La facilitation des importations, le démantèlement des barrières douanières et l’allègement administratif sont les principales zones d’action de la politique de croissance définie par le Conseil fédéral[1]. C’est pourquoi ce dernier propose de supprimer unilatéralement les taxes d’importation sur les biens industriels[2]. Mandaté par le Secrétariat d’État à l’économie (Seco), l’institut bâlois de recherche et de conseil B,S,S. a calculé les allègements que cette mesure engendrerait (voir encadré). Son étude n’avait pas pour but de déterminer dans quelle mesure les coûts et les bénéfices d’une suppression autonome des taxes seraient payants de manière indirecte (p. ex. une flexibilité accrue des entreprises) ou dans le contexte économique global[3].

Pour les entreprises, l’importation de biens industriels représente approximativement une charge administrative de 515 millions de francs par an. Nous avons estimé ces « frais de personnel et de fonctionnement » sur la base des quelque 13 millions de déclarations d’importation qui ont été traitées en 2016. Si l’on tient compte, en outre, de la charge financière – taxes et frais – de 480 millions de francs, la facture totale s’élève à environ 1 milliard de francs pour les entreprises.

Le « dédouanement préférentiel », qui nécessite la présentation d’un certificat d’origine, pèse particulièrement lourd dans la charge administrative des entreprises (frais de personnel et de fonctionnement). Par cette procédure, on confirme qu’une marchandise conforme aux critères d’origine fixés dans un accord de libre-échange peut être importée en franchise de droits de douane (ou à un taux réduit).

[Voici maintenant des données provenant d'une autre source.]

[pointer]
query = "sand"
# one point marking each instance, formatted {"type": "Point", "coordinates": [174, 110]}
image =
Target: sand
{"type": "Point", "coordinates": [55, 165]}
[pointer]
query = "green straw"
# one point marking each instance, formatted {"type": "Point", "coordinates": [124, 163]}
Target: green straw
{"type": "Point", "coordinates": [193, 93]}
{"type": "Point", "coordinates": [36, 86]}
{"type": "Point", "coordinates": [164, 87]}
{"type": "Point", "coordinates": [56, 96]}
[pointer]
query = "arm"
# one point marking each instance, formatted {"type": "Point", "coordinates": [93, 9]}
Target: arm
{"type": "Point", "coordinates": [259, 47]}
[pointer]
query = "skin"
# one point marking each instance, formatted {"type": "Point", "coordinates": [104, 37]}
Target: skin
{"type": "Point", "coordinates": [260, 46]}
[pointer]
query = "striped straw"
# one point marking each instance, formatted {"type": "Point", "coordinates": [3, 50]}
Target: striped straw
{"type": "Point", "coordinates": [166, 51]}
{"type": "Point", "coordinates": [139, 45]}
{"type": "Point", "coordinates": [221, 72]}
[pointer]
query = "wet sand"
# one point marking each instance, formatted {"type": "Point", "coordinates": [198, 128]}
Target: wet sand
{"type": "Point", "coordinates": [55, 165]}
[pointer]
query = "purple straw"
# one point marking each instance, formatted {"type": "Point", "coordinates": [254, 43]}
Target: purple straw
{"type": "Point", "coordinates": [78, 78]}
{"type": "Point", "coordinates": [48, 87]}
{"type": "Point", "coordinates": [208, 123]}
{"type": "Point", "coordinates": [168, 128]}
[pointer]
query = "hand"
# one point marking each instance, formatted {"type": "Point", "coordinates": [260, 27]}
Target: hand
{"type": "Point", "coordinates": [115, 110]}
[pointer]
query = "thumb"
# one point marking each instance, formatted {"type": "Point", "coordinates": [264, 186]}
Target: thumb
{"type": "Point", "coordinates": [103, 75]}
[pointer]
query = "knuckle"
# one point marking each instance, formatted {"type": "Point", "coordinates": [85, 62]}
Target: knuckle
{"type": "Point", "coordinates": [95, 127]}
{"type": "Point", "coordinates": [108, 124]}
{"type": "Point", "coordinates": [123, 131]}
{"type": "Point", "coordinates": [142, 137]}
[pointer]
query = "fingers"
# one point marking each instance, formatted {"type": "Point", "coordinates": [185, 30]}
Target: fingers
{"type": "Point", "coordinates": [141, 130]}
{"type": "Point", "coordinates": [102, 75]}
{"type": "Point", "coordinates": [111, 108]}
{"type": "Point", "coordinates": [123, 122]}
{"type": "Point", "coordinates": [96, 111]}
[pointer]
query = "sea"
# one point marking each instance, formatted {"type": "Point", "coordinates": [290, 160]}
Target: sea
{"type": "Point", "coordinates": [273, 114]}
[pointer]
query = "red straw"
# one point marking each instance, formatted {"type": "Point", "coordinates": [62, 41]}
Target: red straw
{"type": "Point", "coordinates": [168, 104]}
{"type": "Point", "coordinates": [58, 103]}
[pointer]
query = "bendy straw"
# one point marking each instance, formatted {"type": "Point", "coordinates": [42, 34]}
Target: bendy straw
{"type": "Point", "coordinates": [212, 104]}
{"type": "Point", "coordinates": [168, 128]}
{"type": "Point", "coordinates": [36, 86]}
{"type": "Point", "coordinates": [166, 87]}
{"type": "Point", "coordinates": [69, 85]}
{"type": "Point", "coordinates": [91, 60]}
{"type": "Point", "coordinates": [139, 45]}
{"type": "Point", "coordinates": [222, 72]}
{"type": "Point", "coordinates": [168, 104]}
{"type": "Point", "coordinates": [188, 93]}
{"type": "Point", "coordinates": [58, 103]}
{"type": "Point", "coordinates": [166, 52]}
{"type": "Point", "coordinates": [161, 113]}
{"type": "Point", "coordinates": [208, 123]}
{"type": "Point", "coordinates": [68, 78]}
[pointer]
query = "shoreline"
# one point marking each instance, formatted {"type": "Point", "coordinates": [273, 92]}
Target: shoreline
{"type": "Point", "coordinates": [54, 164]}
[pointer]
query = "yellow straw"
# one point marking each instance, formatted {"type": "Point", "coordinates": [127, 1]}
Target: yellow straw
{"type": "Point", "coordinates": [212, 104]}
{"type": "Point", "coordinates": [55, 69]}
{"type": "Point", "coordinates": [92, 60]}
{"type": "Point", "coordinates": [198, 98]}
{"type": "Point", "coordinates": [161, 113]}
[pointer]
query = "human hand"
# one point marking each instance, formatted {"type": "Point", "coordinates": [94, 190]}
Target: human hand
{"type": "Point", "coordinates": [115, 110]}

Un démantèlement unilatéral des taxes douanières sur les biens industriels diminuerait la charge financière des entreprises. La Confédération, elle, y perdrait des recettes d’un même montant. Pour qu’un démantèlement autonome soit rentable sur le plan économique, il doit engendrer en même temps des gains de prospérité ou des allègements administratifs.

Des économies d’environ 100 millions de francs par an

L’étude montre qu’en cas de démantèlement autonome des taxes douanières, on peut tabler sur un allègement administratif de 98 millions de francs par an. Cela résulte principalement de facilitations liées au dédouanement préférentiel et correspond à environ un tiers de la charge administrative actuelle.

Au premier abord, le nombre relativement faible de coûts et d’avantages directs d’un démantèlement autonome peut surprendre, en comparaison avec les droits de douane supprimés. À y regarder de plus près, il y a principalement deux raisons à cela. D’une part, la nécessité d’un placement sous régime douanier existe toujours, même en cas de démantèlement unilatéral – seuls les frais supplémentaires liés à des procédures spécifiques du régime douanier disparaissent. D’autre part, une preuve d’origine reste nécessaire pour les biens importés qui, transformés ou non, sont réexportés en tant que marchandises sans origine suisse. C’est le cas d’environ un quart des importations. Étant donné que le dédouanement préférentiel est non seulement plus cher en comparaison, mais qu’il se pratique aussi plus fréquemment, cet aspect pèse dans la balance.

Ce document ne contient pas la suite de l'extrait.